Afectado, fue a sentarse en el gran salón estudio con ventanales, la luz del día fustigándolo. Eso era justo lo que necesitaba: ser tratado brutalmente por el radiante sol matutino y entrar en razón. Desde el intercambio que había mantenido con Bella el día anterior en el vestíbulo, no había sido capaz de sacársela de la cabeza. La chica había demostrado que tenía narices, plantándosele de aquella manera, y la admiraba por ello. Algunos de sus chicos estarían encantados de batirse codo con codo con él, pero no tenían pelotas para hacerlo. Pero se lo había permitido a aquella mujer diminuta —que, sin duda, le partiría las costillas si le amenazaba con hacerlo—.Eso le encantaba. Le excitaba. Le demostraba que tenía cabeza, carácter y valentía... Lo que se necesitaba también para salir adelante fuera del hielo. «Seré ese estribillo pesado que no te puedes sacar de la cabeza. Caray, llevaba toda la razón en eso». Lo que tenía que hacer ahora era pensar qué hacer respecto a todo aquello, porque de ningún modo podía permitirse enamorarse de esa mujer, sobre todo porque trabajaba para esos cabrones de Milenio, y sobre todo porque no podía permitirse desviar su atención de la victoria. Tenía que alejarla de sus pensamientos. Evitarla. Ignorarla. Costase lo que costase.
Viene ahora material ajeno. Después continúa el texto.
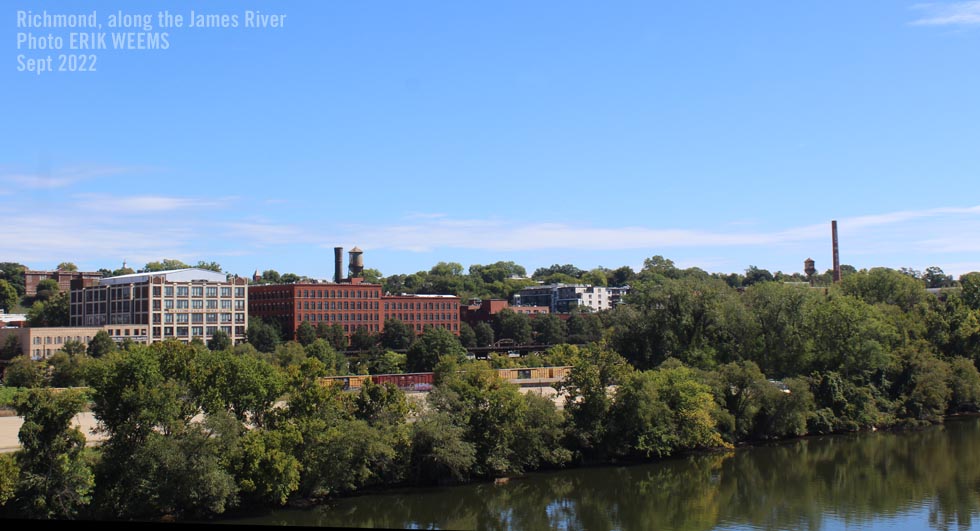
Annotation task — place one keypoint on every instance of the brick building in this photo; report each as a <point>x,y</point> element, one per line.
<point>484,310</point>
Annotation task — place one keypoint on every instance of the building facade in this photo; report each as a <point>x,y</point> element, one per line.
<point>63,278</point>
<point>42,343</point>
<point>483,310</point>
<point>351,305</point>
<point>562,298</point>
<point>422,311</point>
<point>180,304</point>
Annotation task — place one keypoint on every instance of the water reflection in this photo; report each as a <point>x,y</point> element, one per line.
<point>925,479</point>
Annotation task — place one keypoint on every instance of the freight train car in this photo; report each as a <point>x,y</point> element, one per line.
<point>422,381</point>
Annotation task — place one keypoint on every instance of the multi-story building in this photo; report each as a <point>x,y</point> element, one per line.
<point>353,304</point>
<point>422,311</point>
<point>483,310</point>
<point>562,298</point>
<point>42,342</point>
<point>180,304</point>
<point>63,278</point>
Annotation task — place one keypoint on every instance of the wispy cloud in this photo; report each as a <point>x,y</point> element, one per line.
<point>61,177</point>
<point>145,203</point>
<point>947,14</point>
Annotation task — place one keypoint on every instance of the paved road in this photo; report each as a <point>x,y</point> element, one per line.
<point>9,426</point>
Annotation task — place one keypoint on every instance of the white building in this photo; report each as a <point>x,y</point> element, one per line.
<point>148,307</point>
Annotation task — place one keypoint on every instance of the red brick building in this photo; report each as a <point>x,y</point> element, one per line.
<point>352,304</point>
<point>483,311</point>
<point>420,311</point>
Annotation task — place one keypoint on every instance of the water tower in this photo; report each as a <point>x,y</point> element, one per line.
<point>356,263</point>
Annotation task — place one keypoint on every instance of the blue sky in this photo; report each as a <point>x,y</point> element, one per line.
<point>716,134</point>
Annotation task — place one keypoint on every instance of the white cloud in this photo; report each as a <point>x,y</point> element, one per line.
<point>61,177</point>
<point>946,14</point>
<point>144,204</point>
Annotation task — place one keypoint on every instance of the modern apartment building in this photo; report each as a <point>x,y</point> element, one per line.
<point>180,304</point>
<point>562,298</point>
<point>42,342</point>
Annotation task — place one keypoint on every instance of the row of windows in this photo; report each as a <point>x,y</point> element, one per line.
<point>199,304</point>
<point>58,340</point>
<point>197,291</point>
<point>194,331</point>
<point>344,305</point>
<point>423,316</point>
<point>421,306</point>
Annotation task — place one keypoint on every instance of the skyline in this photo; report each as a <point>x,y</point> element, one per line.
<point>716,137</point>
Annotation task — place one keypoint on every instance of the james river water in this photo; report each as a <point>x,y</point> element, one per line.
<point>928,479</point>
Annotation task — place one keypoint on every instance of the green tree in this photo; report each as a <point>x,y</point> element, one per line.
<point>431,346</point>
<point>9,474</point>
<point>336,336</point>
<point>11,348</point>
<point>55,481</point>
<point>265,464</point>
<point>509,324</point>
<point>13,273</point>
<point>244,386</point>
<point>362,339</point>
<point>397,335</point>
<point>467,337</point>
<point>53,312</point>
<point>587,398</point>
<point>264,336</point>
<point>305,333</point>
<point>68,370</point>
<point>219,341</point>
<point>101,344</point>
<point>964,385</point>
<point>46,289</point>
<point>658,413</point>
<point>970,285</point>
<point>548,329</point>
<point>334,362</point>
<point>8,296</point>
<point>484,334</point>
<point>25,372</point>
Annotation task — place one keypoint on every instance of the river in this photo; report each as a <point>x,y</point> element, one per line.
<point>927,479</point>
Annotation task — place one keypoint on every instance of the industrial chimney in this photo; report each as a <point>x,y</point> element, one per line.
<point>338,264</point>
<point>833,229</point>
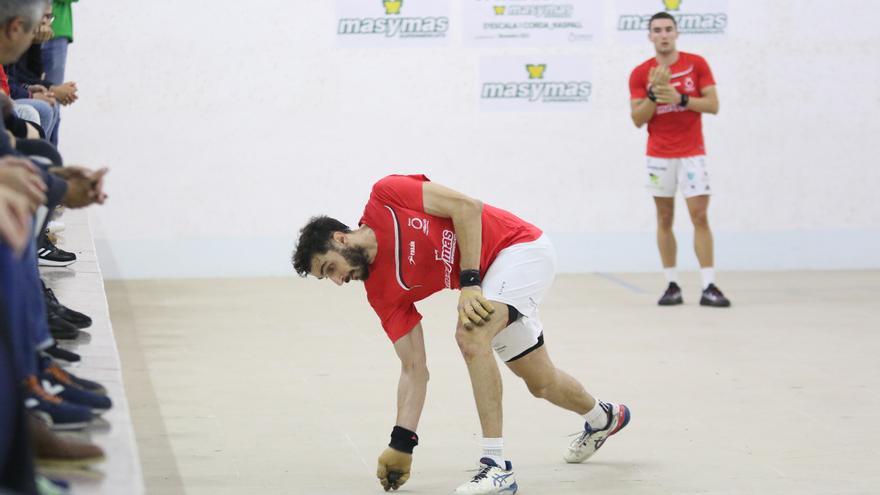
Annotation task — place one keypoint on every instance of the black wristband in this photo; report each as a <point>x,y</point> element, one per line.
<point>468,278</point>
<point>403,439</point>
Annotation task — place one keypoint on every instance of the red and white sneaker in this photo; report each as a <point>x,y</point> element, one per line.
<point>589,441</point>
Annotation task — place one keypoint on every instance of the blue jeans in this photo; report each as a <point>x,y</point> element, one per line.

— ¿Puedo al menos tomarme un café antes de que me eches?
La voz aguda de Laurie-Laura-Lauren sonando a sus espaldas devolvió a Edward al mundo real. Se apartó de la ventana y vio que su compañera de juegos de la última noche estaba de pie junto a su gigantesco sofá de cuero de color crema, mirándole, su mini-vestido verde esmeralda de la noche anterior cobrando un aspecto barato e incongruente a la luz de día.
—Por supuesto —respondió, dirigiéndose a la cocina. Una taza de café y una bajada de bandera de taxi eran lo menos que podía hacer. Pero aun mostrándose educado mientras servía el humeante líquido negro en una taza, seguía con la mente fija en una cosa: Bella, y cómo cortar de raíz el deseo en ciernes que sentía por ella. No sería fácil, pero podía conseguirlo.